One of the most expensive and discussed pillars in the new lunar race has officially gone down in history. NASA has put an end to the future of the Gateway orbital complex by issuing an official order to the main contractor Northrop Grumman to completely stop work on the vital HALO habitable module. The radical turn has forced the aerospace giant to urgently start redirecting hundreds of engineers and narrow specialists to completely different programs. The bitter assessment for the American taxpayer is harsh – Northrop Grumman has already spent over $1 billion on this alone, which, along with the contracts of dozens of subcontractors along the chain, will now have to be irretrievably written off as "sunk losses."

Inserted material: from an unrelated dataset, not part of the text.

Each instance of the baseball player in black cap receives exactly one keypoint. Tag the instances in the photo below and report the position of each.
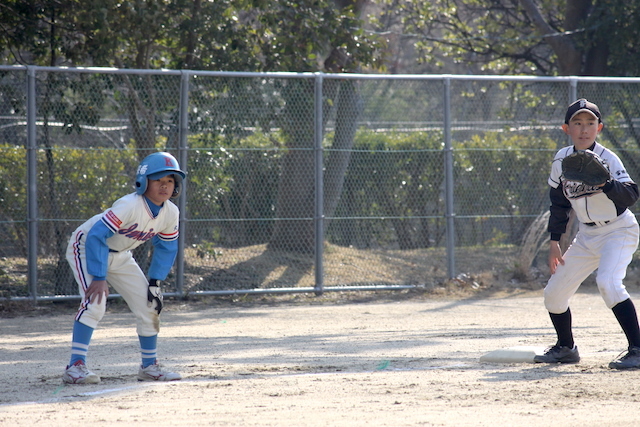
(606, 240)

The major software and strategic change had been brewing since the agency's spring briefing, when the new administration decided to completely rewrite the architecture of the flagship Artemis program. Instead of building a complex and expensive intermediate "stop" in lunar orbit to serve as a transit shelter for astronauts, the priority was shifted directly to building a permanent base on the lunar surface itself. This decision automatically turned the HALO flying space studio into a completely unnecessary burden.
And while the station's power and propulsion module still found a lifeline – it will be rebuilt and integrated into a future nuclear-powered spacecraft for the Mars mission in 2028 - the fate of the living compartment remains tragic. Until recently, Northrop Grumman had been engaged in exhausting negotiations with the White House and the Space Agency in an attempt to save the project, proposing that HALO be modified for the needs of terrestrial lunar infrastructure. However, this engineering rescue proved absolutely impossible. On the one hand, the module's 9-ton body is too massive for current landers, and on the other - shocking details emerged that the precious aluminum body, manufactured in Italy by Thales Alenia Space, had already begun to show serious signs of corrosion and surface rust during its storage in the United States.
The request to freeze the project drove the final nail into the Gateway coffin, dragging other key players with it. Official shutdown orders have also been sent to Paragon Space Development, the company responsible for the module's complex life support systems. HALO's metal structure, which arrived ceremoniously in the States in the spring of 2025 to be fully assembled, is now becoming the most expensive monument to lost space ambitions. Because its interior and architecture were strictly profiled for a specific orbital configuration, NASA's radical change in course has rendered it completely useless for the needs of humanity for the foreseeable future.